Answer: Your mortgage company made a big mistake here if the insurance policy was “escrow-billed”. Often, this problem may not surface until a homeowner suffers a loss and attempts to make a claim with his insurance carrier, only to find out that the policy lapsed for failure to receive a payment. The effects in that situation can be devastating, as not only are you dealing with what may be a catastrophic loss of property, you are left with little recourse without an Oklahoma mortgage escrow lawyer. Unfortunately, most mortgage servicers are huge entities, and you will more than likely get bumped around within their system indefinitely if you attempt to handle the problem on your own. Our first piece of advice would be for you to promptly contact a reputable attorney in your area who is well versed in these matters including insurance disputes, and mortgage servicer’s failure to pay insurance out of escrow.

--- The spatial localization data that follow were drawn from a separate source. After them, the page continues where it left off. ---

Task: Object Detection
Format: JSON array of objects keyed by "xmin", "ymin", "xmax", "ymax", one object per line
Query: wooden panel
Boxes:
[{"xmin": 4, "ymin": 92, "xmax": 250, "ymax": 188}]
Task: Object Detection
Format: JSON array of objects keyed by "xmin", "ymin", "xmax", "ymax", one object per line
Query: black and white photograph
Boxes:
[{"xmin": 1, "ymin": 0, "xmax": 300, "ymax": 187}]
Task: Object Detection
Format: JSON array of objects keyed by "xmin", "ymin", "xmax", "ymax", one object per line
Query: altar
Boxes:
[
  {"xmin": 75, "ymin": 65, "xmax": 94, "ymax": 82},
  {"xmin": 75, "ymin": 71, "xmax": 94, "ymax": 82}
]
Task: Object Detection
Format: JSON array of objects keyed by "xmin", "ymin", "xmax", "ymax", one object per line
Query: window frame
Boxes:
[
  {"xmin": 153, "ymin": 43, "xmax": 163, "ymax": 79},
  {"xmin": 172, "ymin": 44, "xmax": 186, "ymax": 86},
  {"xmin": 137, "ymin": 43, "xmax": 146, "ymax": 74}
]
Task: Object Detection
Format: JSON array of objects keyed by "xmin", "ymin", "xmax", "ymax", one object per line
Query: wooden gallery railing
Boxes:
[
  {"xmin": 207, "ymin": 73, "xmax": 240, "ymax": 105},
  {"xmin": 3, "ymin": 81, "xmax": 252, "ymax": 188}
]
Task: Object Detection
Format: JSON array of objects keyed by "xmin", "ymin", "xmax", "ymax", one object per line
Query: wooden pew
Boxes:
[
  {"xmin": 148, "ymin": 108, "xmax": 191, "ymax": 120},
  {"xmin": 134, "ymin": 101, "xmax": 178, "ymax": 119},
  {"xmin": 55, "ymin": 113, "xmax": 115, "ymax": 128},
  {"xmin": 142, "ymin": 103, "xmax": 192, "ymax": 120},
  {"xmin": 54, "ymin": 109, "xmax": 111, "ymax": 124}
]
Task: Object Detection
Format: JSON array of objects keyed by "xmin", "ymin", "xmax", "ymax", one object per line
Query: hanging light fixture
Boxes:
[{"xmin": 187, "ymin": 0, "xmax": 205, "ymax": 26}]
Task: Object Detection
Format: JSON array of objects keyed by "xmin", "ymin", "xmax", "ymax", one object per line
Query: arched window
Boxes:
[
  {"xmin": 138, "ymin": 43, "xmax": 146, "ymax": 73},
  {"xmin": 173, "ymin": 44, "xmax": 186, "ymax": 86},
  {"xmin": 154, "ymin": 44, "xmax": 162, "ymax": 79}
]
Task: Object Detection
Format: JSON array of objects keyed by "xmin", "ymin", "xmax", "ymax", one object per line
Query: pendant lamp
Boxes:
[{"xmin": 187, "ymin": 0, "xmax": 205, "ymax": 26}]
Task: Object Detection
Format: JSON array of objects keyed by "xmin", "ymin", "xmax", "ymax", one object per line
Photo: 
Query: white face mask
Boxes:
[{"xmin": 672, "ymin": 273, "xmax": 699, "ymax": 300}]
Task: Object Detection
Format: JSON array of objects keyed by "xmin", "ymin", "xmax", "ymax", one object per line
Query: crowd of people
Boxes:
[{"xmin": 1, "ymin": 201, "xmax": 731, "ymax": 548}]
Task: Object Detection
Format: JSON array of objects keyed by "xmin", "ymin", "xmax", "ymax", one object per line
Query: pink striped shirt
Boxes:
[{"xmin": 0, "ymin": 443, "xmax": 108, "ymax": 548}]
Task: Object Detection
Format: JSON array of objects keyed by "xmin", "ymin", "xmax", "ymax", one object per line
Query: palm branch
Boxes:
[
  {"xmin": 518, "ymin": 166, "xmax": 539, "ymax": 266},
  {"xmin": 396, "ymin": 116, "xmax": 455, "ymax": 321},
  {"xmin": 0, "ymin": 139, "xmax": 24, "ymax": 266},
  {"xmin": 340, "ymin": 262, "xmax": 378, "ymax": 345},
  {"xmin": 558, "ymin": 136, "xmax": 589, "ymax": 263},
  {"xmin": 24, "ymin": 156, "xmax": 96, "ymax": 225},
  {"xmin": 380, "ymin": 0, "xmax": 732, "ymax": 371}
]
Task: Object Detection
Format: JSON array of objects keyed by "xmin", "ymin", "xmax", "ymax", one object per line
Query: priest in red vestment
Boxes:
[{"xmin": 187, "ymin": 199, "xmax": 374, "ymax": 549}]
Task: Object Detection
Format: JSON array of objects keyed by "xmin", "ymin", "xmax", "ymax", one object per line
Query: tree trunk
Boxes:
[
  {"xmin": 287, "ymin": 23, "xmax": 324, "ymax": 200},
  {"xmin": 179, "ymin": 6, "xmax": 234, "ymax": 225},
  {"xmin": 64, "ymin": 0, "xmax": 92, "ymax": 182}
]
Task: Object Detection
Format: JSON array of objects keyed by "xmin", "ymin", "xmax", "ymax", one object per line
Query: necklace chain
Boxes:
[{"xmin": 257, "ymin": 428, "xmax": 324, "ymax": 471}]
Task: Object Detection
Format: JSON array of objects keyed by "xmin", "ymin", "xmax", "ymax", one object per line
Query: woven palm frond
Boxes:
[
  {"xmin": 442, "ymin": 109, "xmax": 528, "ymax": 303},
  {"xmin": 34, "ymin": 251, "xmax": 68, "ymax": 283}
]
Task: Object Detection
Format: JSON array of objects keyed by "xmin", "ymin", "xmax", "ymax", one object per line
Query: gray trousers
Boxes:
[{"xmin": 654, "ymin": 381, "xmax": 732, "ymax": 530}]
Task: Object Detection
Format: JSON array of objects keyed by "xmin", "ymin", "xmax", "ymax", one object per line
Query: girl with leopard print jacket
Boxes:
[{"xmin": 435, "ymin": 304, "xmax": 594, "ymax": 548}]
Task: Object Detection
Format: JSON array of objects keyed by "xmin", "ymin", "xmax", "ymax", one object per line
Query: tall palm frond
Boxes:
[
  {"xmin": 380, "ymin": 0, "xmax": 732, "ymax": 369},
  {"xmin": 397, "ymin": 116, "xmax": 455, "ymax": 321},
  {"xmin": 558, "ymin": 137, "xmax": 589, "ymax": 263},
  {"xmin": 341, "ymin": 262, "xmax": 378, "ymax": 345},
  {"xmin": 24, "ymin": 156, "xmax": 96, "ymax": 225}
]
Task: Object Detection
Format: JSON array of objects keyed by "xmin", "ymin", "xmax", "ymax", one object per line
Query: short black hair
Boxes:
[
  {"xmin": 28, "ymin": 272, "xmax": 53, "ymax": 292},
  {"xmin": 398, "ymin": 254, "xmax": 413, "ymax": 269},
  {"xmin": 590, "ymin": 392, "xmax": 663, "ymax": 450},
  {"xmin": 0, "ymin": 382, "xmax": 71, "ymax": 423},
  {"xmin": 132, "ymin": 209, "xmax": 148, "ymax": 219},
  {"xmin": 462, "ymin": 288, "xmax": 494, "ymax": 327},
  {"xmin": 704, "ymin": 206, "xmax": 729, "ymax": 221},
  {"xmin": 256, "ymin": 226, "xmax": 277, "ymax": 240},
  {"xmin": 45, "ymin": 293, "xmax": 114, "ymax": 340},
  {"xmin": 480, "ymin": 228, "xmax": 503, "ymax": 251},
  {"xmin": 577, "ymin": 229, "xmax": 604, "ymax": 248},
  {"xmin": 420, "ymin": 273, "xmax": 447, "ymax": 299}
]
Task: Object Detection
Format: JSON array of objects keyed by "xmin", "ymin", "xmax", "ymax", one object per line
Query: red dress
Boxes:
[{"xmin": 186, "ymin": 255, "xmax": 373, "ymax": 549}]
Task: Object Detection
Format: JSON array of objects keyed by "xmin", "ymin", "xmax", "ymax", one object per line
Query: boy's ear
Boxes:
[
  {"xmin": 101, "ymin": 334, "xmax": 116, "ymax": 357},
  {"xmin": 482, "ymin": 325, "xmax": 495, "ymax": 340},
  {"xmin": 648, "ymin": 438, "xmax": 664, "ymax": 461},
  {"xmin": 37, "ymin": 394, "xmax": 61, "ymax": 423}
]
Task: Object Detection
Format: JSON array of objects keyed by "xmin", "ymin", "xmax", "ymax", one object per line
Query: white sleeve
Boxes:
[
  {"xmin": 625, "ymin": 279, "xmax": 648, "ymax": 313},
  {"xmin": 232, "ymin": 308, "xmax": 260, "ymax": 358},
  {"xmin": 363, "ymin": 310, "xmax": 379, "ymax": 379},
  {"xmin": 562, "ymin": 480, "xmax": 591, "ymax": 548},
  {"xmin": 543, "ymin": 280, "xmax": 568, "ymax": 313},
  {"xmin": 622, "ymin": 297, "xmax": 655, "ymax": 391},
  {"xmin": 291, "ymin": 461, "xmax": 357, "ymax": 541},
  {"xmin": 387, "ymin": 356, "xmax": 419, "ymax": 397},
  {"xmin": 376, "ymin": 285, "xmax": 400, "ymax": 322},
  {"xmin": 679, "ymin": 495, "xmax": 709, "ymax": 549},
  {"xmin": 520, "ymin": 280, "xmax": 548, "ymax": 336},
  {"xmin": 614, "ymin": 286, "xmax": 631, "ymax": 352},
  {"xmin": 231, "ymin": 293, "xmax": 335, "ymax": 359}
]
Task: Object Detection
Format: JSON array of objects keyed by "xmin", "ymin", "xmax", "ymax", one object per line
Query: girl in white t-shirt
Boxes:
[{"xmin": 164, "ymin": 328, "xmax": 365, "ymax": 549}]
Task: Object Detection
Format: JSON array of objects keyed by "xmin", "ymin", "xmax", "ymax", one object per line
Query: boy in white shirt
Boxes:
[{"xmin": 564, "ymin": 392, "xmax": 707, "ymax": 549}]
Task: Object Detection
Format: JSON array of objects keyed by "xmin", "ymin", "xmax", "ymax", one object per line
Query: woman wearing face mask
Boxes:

As soon as possible, contact an Oklahoma mortgage escrow lawyer or Tulsa insurance dispute lawyer to assist you. If you’d like to go it alone, you will first need to contact your original insurance carrier and getting a new insurance policy in place, or ask to have your old policy reinstated if possible. If your insurance carrier won’t do this, you may have to pay for the pricier, bare bones coverage that the force-placed hazard insurance policy provides until you can find other true hazard coverage. Once you have new or a reinstated policy in force, send proof of the insurance policy declarations, along with a receipt/proof of payment to your mortgage carrier/bank via certified mail, return receipt requested, and also whatever fax number they provide you for delivering these documents. You will need to request that your mortgage company immediately cancel the force-placed insurance policy, and demand that they reimburse your mortgage account for the difference in the premium payments that they made to put the force-placed policy in force. If there is an increase in your new insurance policy’s premiums due to the cancellation, your mortgage company or bank should be responsible for paying the difference here as well.
Force-placed insurance coverage generally only covers the mortgage holder’s interest in the property, and not any equity you may have in the home, let alone the contents or other property and liability normally covered by standard homeowners insurance. Even worse, a mortgage company / servicer may often derive a financial benefit by failing to pay your insurance out of your escrow account, as they often own all or stock in the force-placed insurance company, and receive a kickback by putting a policy in place.